Des soins maternels accessibles à tous
La stigmatisation de problèmes tels que la violence sexiste n'est que l'un des nombreux obstacles pour accéder aux soins de santé à Mossoul, mais concernant les services de santé sexuelle et reproductive dans la ville, les causes sont multiples.
« L'environnement est particulièrement compliqué ici, explique Bashaer Aziz, une autre sage-femme superviseuse travaillant à la maternité d'Al-Amal. Un nombre important de femmes ne peuvent pas accéder aux soins, soit parce qu'elles n'ont pas les moyens de les payer, soit parce qu'elles sont confrontées à d'autres difficultés, comme le fait de ne pas avoir de documents administratifs officiels, en raison du récent conflit ou d'avoir été déplacées pour un temps. Ainsi, lorsque les patientes viennent dans notre établissement, elles sont généralement très reconnaissantes de recevoir de soins médicaux et obstétriques de qualité. Elles n'ont pas d'autres endroits où aller, elles n'ont pas les moyens de payer pour des services dans des hôpitaux ou des cliniques privées. Notre maternité fait une grande différence pour elles. »
Trouver un endroit pour accoucher en sécurité n'est qu'un des nombreux défis auxquels sont confrontées les futures mères de Mossoul, avec le fait de se nourrir correctement, elles et leurs enfants. « Parfois, les femmes arrivent ici, et elles n'ont rien mangé, ajoute Rahma Adla Abdallah. Dans de nombreux cas, il est impossible de dire à quel stade de leur grossesse elles en sont. Parfois, elles arrivent avec leurs enfants, qui sont très maigres ou en sous-poids. Notre travail ici consiste donc à leur offrir une alternative et à essayer d'aider autant que possible avec les services que nous pouvons fournir. » Rahma et Bashaer s'accordent à dire que la maternité MSF joue un rôle positif dans le quartier.
Mahaya, 50 ans, accompagne sa belle-fille et là pour accoucher, est du même avis. Elles sont venues de Tel Afar, à plus d'une heure de route. « Avant que cette maternité n'existe, rien n'était disponible et nous accouchions à la maison, partage-t-elle. Une sage-femme venait, accouchait le bébé, et c'était tout. Il n'y avait même pas d'hôpital où nous pouvions aller. Cette maternité améliore grandement nos vies. »

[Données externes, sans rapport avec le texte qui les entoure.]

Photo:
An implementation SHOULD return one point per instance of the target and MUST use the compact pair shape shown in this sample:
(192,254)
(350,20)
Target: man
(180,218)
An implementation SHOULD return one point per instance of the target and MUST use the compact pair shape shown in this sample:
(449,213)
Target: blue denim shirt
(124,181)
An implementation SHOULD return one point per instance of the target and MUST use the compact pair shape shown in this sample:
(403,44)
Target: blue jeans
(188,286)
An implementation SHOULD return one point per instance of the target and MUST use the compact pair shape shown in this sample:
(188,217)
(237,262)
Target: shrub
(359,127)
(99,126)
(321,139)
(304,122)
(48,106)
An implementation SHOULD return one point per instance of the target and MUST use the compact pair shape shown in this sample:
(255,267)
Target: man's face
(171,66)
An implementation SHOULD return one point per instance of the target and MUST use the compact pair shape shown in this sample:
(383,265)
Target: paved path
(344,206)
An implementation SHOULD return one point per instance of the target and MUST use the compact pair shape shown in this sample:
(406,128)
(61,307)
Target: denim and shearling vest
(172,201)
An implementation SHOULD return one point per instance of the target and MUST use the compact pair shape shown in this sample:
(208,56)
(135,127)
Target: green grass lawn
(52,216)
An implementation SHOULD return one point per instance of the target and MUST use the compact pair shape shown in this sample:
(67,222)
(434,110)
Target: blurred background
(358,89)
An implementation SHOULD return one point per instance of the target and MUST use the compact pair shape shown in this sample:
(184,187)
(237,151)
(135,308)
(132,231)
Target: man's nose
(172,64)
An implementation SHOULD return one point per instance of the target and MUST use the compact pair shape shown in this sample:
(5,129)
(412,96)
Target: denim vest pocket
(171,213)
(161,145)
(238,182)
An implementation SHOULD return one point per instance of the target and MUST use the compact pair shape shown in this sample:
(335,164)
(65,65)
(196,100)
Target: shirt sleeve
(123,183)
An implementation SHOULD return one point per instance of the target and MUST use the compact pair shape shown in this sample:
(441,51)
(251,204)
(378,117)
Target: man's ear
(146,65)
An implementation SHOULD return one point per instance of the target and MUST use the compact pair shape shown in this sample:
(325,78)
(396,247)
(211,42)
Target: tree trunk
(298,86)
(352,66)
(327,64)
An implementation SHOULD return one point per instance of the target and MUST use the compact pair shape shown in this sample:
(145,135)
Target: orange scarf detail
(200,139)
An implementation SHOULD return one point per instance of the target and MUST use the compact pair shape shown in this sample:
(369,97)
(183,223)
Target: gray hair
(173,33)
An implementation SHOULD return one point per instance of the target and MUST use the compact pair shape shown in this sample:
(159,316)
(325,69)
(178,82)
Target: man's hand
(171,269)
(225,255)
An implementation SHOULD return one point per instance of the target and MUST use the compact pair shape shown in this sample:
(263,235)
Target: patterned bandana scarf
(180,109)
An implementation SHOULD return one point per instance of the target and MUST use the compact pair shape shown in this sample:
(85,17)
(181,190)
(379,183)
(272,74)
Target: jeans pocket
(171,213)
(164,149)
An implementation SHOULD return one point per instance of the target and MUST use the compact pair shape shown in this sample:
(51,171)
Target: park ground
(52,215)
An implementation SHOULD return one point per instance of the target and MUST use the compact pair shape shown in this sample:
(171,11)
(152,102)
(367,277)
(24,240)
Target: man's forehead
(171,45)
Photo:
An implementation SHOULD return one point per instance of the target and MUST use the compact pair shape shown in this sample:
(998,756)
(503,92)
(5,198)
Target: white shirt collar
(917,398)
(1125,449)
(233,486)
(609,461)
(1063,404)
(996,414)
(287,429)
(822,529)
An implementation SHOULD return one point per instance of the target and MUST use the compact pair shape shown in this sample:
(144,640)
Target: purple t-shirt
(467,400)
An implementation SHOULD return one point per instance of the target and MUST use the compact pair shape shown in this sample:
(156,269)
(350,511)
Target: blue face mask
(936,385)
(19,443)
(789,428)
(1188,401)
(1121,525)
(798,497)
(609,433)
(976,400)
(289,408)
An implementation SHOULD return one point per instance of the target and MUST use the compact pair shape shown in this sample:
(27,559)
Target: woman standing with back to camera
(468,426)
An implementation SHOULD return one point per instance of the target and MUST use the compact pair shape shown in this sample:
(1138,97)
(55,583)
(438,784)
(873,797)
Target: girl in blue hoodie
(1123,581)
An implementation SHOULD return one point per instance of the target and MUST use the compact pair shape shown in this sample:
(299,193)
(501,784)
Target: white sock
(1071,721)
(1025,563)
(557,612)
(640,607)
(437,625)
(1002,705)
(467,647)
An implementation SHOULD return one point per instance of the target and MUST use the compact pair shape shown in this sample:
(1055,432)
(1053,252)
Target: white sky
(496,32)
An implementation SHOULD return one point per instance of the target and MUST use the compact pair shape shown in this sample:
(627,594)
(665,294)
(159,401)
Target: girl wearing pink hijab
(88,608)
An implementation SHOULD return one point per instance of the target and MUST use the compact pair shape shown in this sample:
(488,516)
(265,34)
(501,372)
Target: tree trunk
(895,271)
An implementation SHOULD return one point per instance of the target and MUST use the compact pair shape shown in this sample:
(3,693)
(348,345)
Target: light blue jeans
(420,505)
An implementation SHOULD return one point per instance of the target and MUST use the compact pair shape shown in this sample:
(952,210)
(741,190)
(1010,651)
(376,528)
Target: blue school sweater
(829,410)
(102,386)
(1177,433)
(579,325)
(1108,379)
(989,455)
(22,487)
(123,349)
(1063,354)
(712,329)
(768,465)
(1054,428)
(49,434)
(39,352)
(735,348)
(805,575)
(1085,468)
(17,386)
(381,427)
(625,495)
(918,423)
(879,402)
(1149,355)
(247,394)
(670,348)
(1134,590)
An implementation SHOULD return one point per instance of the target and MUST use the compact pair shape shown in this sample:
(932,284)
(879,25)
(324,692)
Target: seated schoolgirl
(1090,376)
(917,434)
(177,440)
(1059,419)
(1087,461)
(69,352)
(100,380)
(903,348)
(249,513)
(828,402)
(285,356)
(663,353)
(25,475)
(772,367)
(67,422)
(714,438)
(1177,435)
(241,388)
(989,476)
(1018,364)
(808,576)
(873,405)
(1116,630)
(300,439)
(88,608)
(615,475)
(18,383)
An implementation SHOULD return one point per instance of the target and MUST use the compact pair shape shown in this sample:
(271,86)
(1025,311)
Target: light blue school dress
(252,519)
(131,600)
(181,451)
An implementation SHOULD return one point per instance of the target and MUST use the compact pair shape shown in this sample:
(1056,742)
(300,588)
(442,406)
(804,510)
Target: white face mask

À la fin de son service, Rahma aime passer du temps dans le service postnatal de la maternité. Bien qu'elle n'ait que quelques heures, ses yeux sont déjà grands ouverts. Le bébé regarde sa mère, Bouchra, 19 ans, qui se repose dans un lit à côté d'elle. « L'accouchement a été difficile, mais tout s'est bien passé, et les sages-femmes ont beaucoup aidé, dit-elle. Rivan est mon premier enfant et je suis heureuse de l'avoir. J'espère que l'avenir sera de plus en plus radieux. J'espère que je mettrai aussi d'autres enfants au monde. Et si j'ai d'autres enfants plus tard, je reviendrai ici », conclut-elle en souriant.